Affordable Care Act enrollment could drop by nearly 6 million in 2026, report warns — Here’s why

Pages from the U.S. Affordable Care Act health insurance website healthcare.gov are seen on a computer screen in New York, Aug. 19, 2025. (AP Photo/Patrick Sison, File)

Average monthly enrollment in the Affordable Care Act (ACA) Marketplace is expected to decline sharply in 2026 following the expiration of enhanced federal premium tax credits that had helped drive record coverage levels in recent years.

According to estimates based on data from the Wakely Consulting Group and federal Marketplace reports, average effectuated enrollment — referring to consumers who actually pay premiums and maintain active coverage — could fall to around 17.5 million in 2026, down from 22.3 million in 2025. In a worst-case scenario, enrollment could decline to as low as 16.5 million.

That would amount to a drop of between 17% and 26%, or roughly 3.8 million to 5.8 million fewer insured Americans compared with last year.

Sharpest enrollment decline since ACA launch

Open enrollment sign-ups fell by more than one million people to 23.1 million during the 2026 enrollment period, marking the steepest single-year decline since ACA Marketplaces launched.

However, analysts warn that plan selections do not fully reflect actual coverage because many consumers fail to pay premiums after signing up. Wakely Consulting estimates that only about 86% of January enrollees paid their first month’s premium in 2026.

Federal analysts and insurers expect additional coverage losses throughout the year as rising premiums force more consumers to drop plans or miss payments.

End of enhanced tax credits drives affordability crisis

The sharp decline follows the expiration of enhanced premium tax credits introduced under the American Rescue Plan in 2021 and extended through 2025 by the Inflation Reduction Act.

Those subsidies had expanded financial assistance to millions of middle-income Americans and capped benchmark premium payments at 8.5% of income for many households.

Without those enhanced subsidies, average monthly premium payments rose dramatically in 2026. Consumers now pay an average of $178 per month after subsidies, up 58% from $113 in 2025.

Analysts said the increase would have been even larger if many consumers had not switched to lower-cost, higher-deductible plans.

Consumers above subsidy cliff hit hardest

The report found that Americans earning just above the subsidy eligibility threshold were disproportionately affected.

Consumers with incomes between 400% and 500% of the federal poverty level accounted for only 3% of Marketplace sign-ups in 2025, but represented 27% of the overall decline in coverage in 2026.

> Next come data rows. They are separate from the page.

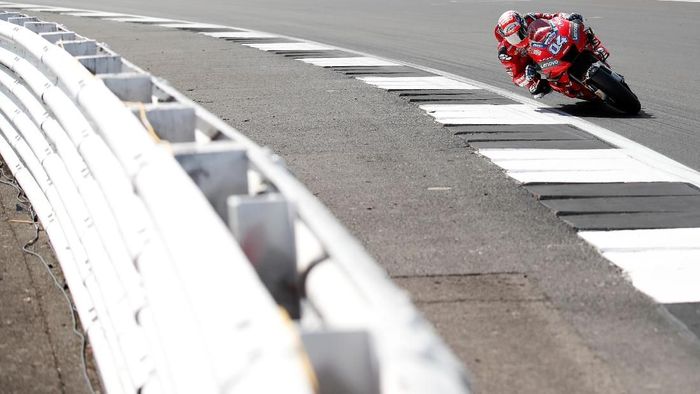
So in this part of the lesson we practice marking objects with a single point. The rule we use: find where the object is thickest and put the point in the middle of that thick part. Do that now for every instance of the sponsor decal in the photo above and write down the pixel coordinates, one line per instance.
(550, 38)
(510, 28)
(549, 63)
(574, 31)
(557, 46)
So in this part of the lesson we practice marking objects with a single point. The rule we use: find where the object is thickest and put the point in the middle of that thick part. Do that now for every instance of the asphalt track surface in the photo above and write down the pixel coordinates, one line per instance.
(521, 299)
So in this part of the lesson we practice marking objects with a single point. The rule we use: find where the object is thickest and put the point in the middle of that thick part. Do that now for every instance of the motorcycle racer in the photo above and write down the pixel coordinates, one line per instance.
(511, 34)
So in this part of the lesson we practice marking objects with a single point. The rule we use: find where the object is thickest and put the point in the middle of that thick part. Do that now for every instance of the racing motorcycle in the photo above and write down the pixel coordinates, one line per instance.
(564, 57)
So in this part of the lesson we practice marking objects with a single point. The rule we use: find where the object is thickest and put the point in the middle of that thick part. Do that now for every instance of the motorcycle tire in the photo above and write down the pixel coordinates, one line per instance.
(619, 95)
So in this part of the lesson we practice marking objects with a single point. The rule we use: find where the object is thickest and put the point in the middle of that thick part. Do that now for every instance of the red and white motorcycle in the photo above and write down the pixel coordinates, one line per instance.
(566, 59)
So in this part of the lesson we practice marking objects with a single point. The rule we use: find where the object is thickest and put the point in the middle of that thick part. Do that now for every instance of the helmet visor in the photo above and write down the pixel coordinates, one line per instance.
(516, 38)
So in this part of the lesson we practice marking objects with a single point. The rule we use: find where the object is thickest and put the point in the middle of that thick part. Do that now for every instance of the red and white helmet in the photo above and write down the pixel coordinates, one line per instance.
(512, 27)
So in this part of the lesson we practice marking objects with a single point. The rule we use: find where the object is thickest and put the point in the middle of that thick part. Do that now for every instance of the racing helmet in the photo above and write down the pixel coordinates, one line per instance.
(512, 27)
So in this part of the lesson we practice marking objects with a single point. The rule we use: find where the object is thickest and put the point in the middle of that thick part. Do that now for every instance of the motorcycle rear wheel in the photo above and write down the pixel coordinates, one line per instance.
(619, 95)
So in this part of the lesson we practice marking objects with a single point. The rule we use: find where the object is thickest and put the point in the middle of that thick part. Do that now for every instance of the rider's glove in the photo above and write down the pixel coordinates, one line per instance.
(503, 55)
(531, 73)
(575, 17)
(539, 88)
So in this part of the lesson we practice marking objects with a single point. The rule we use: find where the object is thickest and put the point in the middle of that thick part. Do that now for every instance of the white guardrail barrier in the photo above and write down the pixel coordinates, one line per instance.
(196, 261)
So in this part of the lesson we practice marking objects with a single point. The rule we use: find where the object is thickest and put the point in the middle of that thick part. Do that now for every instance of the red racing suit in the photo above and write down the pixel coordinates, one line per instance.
(515, 59)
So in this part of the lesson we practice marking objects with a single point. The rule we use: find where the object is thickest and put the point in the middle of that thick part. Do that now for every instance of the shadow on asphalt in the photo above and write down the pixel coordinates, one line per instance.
(587, 109)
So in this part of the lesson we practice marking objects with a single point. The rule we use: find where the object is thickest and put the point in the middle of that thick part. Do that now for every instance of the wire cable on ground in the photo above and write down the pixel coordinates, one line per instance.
(21, 198)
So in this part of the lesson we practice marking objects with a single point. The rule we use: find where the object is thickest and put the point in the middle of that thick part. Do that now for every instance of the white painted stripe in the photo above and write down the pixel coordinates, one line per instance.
(290, 46)
(636, 240)
(635, 175)
(667, 276)
(95, 14)
(143, 19)
(552, 154)
(192, 25)
(348, 61)
(55, 9)
(239, 34)
(20, 6)
(416, 83)
(490, 114)
(584, 164)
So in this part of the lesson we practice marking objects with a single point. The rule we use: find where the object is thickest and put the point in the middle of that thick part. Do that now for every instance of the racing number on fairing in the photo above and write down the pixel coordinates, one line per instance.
(555, 47)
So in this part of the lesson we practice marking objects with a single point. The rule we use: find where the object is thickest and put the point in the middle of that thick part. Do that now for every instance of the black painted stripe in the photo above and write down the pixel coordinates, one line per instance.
(624, 204)
(633, 221)
(567, 144)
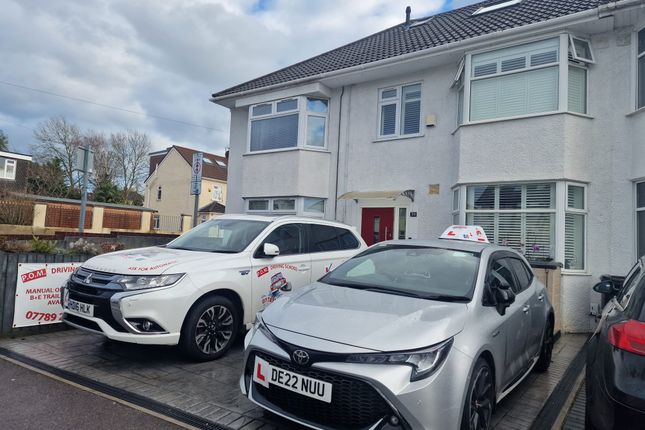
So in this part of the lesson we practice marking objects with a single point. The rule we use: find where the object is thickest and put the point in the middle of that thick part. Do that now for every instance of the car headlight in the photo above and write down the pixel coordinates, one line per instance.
(423, 362)
(138, 282)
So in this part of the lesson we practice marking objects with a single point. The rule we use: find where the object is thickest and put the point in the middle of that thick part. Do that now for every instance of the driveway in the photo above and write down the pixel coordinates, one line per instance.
(209, 393)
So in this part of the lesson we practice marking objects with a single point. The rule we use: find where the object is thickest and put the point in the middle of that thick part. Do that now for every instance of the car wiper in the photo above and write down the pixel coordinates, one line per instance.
(446, 298)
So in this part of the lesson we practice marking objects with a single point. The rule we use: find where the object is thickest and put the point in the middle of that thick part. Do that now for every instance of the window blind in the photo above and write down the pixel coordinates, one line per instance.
(577, 89)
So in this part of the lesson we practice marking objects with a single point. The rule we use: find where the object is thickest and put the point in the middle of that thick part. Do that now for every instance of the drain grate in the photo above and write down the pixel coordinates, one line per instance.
(135, 399)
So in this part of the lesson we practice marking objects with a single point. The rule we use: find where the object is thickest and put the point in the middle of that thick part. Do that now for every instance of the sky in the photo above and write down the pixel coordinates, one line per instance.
(151, 66)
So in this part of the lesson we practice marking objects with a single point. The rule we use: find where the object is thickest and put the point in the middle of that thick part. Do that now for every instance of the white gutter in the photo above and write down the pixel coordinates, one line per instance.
(576, 18)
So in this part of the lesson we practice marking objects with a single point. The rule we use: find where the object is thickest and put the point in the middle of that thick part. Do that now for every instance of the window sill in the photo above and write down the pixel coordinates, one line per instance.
(636, 112)
(407, 136)
(297, 148)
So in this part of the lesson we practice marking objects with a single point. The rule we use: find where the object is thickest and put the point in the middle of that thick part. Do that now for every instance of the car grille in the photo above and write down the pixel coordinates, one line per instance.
(99, 297)
(354, 405)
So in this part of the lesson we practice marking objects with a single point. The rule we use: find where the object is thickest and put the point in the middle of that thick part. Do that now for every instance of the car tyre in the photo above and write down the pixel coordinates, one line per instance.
(210, 329)
(480, 398)
(546, 350)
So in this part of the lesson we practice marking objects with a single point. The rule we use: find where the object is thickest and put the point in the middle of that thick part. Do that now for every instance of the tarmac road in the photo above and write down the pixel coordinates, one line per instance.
(32, 401)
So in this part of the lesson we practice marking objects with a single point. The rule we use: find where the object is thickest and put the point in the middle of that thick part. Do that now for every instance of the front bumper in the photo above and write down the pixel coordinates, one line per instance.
(118, 314)
(363, 396)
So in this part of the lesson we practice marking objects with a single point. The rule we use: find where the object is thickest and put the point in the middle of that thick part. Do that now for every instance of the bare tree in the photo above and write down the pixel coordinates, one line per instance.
(59, 140)
(130, 151)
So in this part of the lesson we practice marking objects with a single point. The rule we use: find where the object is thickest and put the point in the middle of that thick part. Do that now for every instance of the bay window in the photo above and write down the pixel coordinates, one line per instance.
(290, 123)
(521, 216)
(641, 69)
(400, 111)
(7, 168)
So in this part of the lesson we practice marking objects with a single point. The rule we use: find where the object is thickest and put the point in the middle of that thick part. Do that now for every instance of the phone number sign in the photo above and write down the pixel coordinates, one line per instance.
(38, 293)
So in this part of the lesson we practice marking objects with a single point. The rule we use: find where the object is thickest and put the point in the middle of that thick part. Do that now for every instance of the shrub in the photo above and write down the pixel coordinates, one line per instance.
(43, 246)
(82, 246)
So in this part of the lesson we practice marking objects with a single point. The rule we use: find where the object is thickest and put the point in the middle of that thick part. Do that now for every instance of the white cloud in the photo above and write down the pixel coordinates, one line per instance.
(164, 58)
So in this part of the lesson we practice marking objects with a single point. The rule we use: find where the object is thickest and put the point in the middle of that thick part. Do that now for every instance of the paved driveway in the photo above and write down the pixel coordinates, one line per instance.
(210, 390)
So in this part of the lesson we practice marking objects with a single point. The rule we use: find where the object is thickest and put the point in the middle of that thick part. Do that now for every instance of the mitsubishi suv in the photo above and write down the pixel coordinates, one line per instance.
(202, 288)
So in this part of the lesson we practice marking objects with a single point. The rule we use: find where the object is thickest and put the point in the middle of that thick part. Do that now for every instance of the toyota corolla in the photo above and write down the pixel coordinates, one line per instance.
(406, 335)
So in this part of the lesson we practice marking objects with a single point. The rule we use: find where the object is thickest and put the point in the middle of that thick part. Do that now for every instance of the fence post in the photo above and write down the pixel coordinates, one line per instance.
(40, 213)
(97, 219)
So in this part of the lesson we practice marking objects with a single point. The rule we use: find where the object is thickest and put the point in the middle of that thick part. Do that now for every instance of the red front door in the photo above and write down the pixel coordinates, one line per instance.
(377, 225)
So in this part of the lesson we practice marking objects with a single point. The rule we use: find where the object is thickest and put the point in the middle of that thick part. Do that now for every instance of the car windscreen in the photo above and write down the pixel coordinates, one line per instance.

Plan selections among this group fell by 44%, or more than 321,000 people.

Overall, consumers above the so-called “subsidy cliff” accounted for nearly half of the decline in Marketplace enrollment despite making up a relatively small share of total enrollees.

Deductibles jump to record highs

As premiums increased, many consumers shifted from silver plans to cheaper bronze plans with significantly higher out-of-pocket costs.

The share of consumers selecting bronze plans rose from 30% in 2025 to 40% in 2026, while silver plan enrollment fell to a record low of 43%.

As a result, average ACA Marketplace deductibles surged by 37%, rising from $2,759 in 2025 to a record $3,786 in 2026 — the steepest increase since the ACA marketplaces were created.

Low-income consumers eligible for cost-sharing reductions also increasingly moved away from silver plans, despite those plans offering much lower deductibles.

Young adults leaving coverage at high rates

Young adults ages 18 to 34 accounted for the largest share of enrollment losses.

Marketplace sign-ups in that age group declined by roughly 542,000 people, or 8%, representing nearly half of the overall drop in enrollment.

Insurers had previously warned that younger and healthier consumers would be among the first to leave the Marketplace if subsidies expired because they are more sensitive to premium increases.

State-level differences emerge

Marketplace enrollment declined in 41 states, with North Carolina, Ohio and West Virginia experiencing some of the steepest drops.

However, a few states managed to stabilize or even grow enrollment through additional state-funded subsidy programs. New Mexico recorded an 18% increase in Marketplace sign-ups after implementing supplemental financial assistance programs to offset the loss of federal subsidies.

Analysts cautioned that the full impact of the subsidy expiration may not become clear until later in 2026 as additional consumers lose coverage due to nonpayment or rising healthcare costs.